Yenakiieve was the home to FC Pivdenstal Yenakiieve, which played in the Ukrainian Amateur Cup and existed from 1913 to 2005. It was initially the team of the Petrovsky plant, but rose in prominence in 1962 after a Yenakiieve native from Zenit Leningrad, Alexei Pshenichny, coached the team to win the Donetsk Oblast football championship to earn promotion to Soviet Second League B. Under coach Yuriy Klokov in 1987, the club had its most prominent year, winning the Football Cup of the Ukrainian SSR and thus getting to play in the Soviet Cup. The club later won the Ukrainian Amateur Cup in 2001. The club last played in the 2004-05 Ukrainian Amateur Club, finishing second in its group before disbanding. Later on in 2007, a branch of the Children's and Youth Football Academy, which was established by Shaktar Donetsk to recruit young children, was opened. As of 2021, the academy trains around 100 children. In addition to football, the city is still home to a motoball club known as "Metallurg" which is housed in the Soyuz-3 Stadium.

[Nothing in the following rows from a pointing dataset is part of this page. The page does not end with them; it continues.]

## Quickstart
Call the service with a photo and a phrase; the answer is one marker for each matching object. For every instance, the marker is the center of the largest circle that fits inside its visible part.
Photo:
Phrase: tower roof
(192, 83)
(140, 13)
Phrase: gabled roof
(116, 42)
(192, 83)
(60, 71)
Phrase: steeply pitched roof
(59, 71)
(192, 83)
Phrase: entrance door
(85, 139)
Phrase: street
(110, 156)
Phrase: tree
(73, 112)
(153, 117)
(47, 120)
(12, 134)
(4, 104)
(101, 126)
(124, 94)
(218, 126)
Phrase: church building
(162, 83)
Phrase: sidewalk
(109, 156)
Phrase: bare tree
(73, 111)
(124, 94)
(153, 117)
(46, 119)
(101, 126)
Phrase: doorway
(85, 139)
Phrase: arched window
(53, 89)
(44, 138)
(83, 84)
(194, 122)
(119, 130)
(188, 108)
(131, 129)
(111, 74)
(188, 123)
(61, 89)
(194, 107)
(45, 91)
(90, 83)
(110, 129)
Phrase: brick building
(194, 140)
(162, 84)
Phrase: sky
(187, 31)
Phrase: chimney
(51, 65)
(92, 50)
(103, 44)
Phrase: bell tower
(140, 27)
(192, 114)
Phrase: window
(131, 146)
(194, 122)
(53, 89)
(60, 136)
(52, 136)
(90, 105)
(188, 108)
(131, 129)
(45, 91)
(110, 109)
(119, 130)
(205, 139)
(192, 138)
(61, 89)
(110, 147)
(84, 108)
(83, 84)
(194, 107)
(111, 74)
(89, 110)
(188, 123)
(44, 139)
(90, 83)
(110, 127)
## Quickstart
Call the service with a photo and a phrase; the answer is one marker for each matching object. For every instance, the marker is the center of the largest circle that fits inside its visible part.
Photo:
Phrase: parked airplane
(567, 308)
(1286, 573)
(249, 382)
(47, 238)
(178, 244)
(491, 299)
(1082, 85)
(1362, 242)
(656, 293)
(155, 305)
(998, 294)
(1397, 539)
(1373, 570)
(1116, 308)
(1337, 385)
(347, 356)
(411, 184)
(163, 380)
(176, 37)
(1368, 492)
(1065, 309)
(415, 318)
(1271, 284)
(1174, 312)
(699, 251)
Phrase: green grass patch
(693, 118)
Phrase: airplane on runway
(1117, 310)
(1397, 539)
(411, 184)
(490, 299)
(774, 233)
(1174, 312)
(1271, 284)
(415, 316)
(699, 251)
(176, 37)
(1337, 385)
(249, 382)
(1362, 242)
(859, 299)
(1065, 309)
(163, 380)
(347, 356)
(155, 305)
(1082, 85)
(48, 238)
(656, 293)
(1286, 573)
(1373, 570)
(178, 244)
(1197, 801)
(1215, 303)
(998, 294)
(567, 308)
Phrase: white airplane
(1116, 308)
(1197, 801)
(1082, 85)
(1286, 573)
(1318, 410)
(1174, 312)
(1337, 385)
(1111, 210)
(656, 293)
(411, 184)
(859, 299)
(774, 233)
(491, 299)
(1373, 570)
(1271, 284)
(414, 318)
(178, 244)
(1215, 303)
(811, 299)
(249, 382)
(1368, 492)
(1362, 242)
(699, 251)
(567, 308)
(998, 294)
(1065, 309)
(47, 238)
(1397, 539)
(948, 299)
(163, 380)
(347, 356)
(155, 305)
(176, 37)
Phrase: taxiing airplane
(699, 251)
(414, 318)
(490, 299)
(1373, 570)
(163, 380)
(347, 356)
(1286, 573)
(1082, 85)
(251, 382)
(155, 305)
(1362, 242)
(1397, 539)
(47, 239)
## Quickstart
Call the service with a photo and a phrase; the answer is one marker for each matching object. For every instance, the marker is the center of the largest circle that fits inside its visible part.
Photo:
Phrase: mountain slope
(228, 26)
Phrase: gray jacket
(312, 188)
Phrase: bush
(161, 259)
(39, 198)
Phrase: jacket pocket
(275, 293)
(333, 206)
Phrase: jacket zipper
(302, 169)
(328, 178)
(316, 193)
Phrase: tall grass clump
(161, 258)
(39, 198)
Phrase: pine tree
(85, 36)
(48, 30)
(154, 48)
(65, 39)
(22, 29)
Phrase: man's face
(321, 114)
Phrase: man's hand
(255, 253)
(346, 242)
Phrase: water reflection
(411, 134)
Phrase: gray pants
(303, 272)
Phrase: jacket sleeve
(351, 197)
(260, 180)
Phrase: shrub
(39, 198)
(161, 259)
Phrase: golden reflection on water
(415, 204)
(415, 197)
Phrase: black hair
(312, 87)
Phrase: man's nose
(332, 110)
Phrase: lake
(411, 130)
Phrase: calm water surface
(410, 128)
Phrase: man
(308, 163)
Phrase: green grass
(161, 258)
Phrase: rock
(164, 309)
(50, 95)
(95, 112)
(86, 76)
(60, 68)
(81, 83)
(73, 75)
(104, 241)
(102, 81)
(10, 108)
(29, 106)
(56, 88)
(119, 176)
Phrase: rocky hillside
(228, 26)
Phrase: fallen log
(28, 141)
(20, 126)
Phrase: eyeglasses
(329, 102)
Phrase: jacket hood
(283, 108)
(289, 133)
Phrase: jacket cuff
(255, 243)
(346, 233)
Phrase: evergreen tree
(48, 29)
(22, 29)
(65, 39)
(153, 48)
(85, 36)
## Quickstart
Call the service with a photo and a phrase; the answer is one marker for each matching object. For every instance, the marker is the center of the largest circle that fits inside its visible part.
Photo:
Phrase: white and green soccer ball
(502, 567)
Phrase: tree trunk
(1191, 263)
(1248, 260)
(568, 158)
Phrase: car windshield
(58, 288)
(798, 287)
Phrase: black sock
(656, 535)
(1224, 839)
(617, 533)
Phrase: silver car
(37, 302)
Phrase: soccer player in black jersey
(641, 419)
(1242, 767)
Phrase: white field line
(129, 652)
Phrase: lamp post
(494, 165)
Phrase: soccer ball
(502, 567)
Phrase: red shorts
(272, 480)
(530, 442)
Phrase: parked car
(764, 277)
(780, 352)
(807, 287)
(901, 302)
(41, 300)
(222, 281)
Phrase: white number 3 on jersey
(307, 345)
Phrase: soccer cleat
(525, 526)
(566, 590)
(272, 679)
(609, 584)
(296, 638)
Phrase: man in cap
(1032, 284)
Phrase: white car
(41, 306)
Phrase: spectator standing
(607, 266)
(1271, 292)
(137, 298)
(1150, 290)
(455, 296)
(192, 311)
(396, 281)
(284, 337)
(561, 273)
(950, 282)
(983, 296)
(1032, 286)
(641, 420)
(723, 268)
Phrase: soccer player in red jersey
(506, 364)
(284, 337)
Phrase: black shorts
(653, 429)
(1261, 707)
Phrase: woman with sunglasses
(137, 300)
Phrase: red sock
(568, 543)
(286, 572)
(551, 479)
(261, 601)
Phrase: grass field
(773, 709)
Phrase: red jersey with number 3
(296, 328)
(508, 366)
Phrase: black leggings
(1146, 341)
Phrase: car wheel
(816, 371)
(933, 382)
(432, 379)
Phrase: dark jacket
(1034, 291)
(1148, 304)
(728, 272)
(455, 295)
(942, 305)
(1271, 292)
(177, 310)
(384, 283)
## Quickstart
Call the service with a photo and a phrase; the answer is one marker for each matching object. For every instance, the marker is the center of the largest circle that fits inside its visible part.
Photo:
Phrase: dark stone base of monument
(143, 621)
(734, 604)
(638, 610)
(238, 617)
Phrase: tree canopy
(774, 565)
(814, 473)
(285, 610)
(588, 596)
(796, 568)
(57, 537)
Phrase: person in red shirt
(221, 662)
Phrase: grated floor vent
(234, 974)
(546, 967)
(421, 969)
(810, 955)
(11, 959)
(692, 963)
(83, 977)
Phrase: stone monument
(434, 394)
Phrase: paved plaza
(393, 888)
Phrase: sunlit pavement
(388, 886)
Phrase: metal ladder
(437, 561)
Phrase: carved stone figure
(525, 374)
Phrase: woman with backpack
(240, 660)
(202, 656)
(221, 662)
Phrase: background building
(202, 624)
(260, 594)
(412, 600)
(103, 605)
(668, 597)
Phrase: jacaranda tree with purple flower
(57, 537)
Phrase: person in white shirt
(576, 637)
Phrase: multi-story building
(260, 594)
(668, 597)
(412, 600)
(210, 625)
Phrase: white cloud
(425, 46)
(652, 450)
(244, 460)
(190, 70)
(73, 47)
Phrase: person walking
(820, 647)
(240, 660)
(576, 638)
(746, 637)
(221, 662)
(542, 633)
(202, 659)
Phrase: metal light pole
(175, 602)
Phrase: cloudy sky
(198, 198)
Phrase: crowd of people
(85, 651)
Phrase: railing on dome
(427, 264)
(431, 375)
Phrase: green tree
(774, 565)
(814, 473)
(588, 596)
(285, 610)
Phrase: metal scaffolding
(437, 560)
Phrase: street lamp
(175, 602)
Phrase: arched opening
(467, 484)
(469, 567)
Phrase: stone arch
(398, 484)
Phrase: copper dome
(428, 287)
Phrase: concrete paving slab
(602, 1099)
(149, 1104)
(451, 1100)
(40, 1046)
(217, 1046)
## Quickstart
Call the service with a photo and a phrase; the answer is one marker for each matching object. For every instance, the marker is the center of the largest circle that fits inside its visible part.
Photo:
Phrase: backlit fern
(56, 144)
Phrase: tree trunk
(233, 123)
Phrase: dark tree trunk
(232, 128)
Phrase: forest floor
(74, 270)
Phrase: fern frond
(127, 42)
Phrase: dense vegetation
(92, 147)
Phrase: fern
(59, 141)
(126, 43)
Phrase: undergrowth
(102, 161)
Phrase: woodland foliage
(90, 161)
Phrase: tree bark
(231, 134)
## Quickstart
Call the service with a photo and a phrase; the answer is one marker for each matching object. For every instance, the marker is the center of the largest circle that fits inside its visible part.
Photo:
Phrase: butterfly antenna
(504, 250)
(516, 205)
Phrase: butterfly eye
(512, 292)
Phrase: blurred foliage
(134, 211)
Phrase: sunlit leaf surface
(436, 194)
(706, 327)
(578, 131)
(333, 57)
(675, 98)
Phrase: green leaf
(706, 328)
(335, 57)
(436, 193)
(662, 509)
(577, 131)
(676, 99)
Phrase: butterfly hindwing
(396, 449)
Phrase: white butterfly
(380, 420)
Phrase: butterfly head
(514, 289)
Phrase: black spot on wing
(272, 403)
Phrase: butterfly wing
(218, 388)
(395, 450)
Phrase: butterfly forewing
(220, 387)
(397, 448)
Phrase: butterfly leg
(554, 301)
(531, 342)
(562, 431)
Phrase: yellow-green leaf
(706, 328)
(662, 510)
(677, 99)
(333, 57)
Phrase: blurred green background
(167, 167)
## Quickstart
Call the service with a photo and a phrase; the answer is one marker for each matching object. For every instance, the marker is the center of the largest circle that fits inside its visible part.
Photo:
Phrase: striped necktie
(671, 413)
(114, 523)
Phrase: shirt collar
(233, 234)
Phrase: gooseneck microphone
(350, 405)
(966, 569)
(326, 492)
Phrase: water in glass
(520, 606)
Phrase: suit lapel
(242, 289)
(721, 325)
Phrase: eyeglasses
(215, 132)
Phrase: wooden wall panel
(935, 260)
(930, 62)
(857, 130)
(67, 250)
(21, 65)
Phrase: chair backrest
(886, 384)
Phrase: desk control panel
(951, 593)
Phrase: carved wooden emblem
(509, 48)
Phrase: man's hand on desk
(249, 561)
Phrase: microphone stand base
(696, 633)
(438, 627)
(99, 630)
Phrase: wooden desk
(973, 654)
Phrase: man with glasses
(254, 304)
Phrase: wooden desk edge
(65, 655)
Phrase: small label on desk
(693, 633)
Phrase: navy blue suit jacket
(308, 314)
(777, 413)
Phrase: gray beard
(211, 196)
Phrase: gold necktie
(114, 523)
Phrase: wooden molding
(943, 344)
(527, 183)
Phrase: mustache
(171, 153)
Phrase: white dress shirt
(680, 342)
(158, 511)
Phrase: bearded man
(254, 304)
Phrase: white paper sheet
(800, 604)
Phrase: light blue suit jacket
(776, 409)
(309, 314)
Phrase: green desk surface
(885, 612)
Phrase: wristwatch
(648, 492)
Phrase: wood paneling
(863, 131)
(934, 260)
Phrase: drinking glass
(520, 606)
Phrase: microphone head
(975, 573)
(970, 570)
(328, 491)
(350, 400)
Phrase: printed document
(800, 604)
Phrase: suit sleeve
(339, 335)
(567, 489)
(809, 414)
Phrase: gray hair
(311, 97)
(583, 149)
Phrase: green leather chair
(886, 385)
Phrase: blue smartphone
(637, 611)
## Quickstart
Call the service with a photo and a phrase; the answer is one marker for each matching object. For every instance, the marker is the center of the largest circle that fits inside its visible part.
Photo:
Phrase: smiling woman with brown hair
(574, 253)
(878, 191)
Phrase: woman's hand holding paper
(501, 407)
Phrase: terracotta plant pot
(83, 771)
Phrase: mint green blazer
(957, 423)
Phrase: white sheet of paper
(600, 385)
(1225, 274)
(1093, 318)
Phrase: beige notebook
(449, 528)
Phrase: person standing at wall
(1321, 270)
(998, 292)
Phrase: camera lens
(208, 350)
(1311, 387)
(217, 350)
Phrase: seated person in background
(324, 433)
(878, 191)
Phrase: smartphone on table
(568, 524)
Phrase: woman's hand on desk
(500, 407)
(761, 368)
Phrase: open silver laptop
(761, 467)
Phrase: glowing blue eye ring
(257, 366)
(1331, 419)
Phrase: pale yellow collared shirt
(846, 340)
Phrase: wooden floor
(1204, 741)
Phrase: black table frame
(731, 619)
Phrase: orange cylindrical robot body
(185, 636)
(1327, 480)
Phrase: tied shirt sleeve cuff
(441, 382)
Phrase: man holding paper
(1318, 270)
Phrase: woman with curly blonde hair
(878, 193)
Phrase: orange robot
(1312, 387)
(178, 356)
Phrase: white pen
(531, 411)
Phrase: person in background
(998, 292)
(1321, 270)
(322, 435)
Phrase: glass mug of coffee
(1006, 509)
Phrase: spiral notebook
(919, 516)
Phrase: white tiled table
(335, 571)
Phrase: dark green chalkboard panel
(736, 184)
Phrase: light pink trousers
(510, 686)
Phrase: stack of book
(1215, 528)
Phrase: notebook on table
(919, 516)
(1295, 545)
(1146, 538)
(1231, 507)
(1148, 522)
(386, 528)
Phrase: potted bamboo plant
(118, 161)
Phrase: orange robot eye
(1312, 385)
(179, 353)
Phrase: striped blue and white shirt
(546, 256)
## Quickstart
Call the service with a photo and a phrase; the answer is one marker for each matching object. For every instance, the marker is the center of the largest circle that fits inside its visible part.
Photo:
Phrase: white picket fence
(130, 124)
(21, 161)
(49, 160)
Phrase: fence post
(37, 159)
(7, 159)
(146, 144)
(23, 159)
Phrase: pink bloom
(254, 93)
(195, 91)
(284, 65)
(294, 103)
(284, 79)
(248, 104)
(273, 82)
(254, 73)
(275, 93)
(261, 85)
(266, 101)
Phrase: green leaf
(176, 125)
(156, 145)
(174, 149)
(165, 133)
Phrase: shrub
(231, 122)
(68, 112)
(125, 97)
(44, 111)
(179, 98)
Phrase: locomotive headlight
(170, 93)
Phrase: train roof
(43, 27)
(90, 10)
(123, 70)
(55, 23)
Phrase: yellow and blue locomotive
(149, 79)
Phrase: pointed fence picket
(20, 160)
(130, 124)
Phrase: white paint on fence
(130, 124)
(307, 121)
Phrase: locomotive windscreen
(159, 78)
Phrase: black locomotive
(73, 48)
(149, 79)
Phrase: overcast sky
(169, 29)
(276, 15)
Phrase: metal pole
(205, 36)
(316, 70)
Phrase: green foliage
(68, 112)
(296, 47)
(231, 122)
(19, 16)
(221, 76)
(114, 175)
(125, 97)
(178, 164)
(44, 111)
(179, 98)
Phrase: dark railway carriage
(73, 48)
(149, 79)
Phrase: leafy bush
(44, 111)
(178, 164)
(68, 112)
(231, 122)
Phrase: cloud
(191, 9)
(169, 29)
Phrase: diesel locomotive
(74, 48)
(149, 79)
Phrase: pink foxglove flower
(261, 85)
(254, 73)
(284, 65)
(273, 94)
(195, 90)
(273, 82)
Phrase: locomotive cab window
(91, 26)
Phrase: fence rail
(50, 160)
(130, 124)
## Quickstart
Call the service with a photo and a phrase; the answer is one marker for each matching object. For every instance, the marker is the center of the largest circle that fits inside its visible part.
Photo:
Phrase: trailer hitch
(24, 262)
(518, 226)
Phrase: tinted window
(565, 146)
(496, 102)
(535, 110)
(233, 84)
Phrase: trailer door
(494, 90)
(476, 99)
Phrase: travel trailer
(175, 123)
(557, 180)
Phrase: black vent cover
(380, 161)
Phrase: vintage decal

There are three stadiums within the city, although the most prominent one is Metalurh Stadium, which was the home ground of the football club before it closed. The other prominent stadium is Soyuz-3, which continues to host motoball. The stadium underwent major reconstruction in August 2013 with financial backing from Yanukovych and Ivanyushchenko. After the reconstruction, it houses 2,248 seats. In 2024, it was announced that a sports complex would start construction that would include a football field, basketball court, and area for training.

=== City symbols ===
==== Coat of arms ====
The first coat of arms that was proposed was in 1967, which featured most of the elements that are present on the design today: central was a blast furnace of the Yenakiieve Iron and Steel Works in the colour of fire, with the background being half black and yellow in reference to coal from the region being known as black gold. The shield was French-framed. It took until July 1990 for the coat of arms to be approved, but only in its description form, not the actual image, which was heavily based on the 1967 design, except for having an azure stripe at the top with the inscription of "Yenakiieve" in Russian at the top. In 2007, a coat of arms in its entirety was finally approved by the council, but the colours changed with the furnace becoming gold, and it divided the background into black and red. There was also a shield added and a wreath with an inscription of Yenakiieve in the center.

After 2014, the DPR continued to use the coat of arms approved in 2007. However, in 2024, the Russian-controlled authorities approved a modification of the coat of arms. This new modification heavily changed the coat of arms to have a brick furnace with a scarlet flame, with the background being divided between black, white, and red with a silver pelican at the top (in reference to the family coat of arms of F.E. Yenakiev).

==== Flag ====
The flag of the city was approved on 22 August 2007 alongside the coat of arms. It is rectangular with an aspect ratio of 2:3 and features a yellow blast furnace in the middle, with the background being divided diagonally between black and red. In 2024, alongside the Russian-controlled authorities changing the coat of arms, they also changed the flag to be a spread-out version of the shield without the crown.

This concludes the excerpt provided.